Usoro, a Senior Advocate of Nigeria (SAN), who spoke at the workshop for judges on legal issues in telecommunications, organised by the Nigerian Communications Commission (NCC) in Lagos, said the global community views internet censorship from various perspectives and country’s varying degrees of censorship. He listed two global school of thoughts on internet censorship and regulation. He said they include the school of thought that posits that access to internet should be a basic right and that freedom of expression and the press should be allowed on the internet. The second school of thought believes that there should be some form of censorship and regulation for the overriding good of the society.
He, however, said that the United Nation’s International Telecommunication Union had in 2012, hosted the world conference on international communications, designed to alter the way the internet is governed, but that the conference suffered defeat as it could not garner the consensus vote that would warrant its global enforcement.
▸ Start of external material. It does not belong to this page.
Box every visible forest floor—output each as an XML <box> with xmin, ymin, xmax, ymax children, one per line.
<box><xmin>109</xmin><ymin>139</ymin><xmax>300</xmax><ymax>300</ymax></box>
According to him, since 2012 till date, different groups have been calling for the censorship of the internet, including groups from Nigeria. Usoro however said the statistics from NCC indicated that as at May 2018, Nigeria had 103 million internet subscribers, with the view of some Nigerians that the connected Nigerians would continue to operate in an uncensored cyberspace, thus exposing them to avoidable internet dangers.
Addressing the importance of internet censorship and regulation, Usoro said unregulated internet could also be used as a medium to pass fake and incorrect political information to voters or used as a means to hit up the polity. He said internet and regulation would help artists and writers maximise gains from their intellectual property and could be censored against sites that distribute intellectual work of others without licence. Other advantages of censorship, according to him, included protection of minors from access to obscene content and lessening incidences of identity theft.
He, however, listed some of the disadvantages of internet censorship and regulation to include: the potential to curb freedom of expression and the press, inability of citizens to take informed precautionary measures against imminent dangers, and undue abuse of power by government in restricting information that do not favour them.
Citing section 41 of the Nigerian constitution, Usoro said the Attorney General of the Federation (AGF) would ensure prosecution of cyber crimes offences and the law enforcement agencies would develop requisite institutional capacities for effective implementation of the Cybercrime Act that was passed into law in 2015. He said the Act prohibits, protects, enforces, prosecutes and administers policies on cyber security, using information and communications technology (ICT) to strengthen the existing substantive and procedural laws.
Looking at the internet as a veritable part of the citizens’ everyday life, and considering the various calls from some groups for the censorship and regulation of content on the Internet, Usoro said while censorship might be welcomed due to certain exigencies such as national security, it would be important that whatever regulation being explored must be clearly within the confines of the constitution.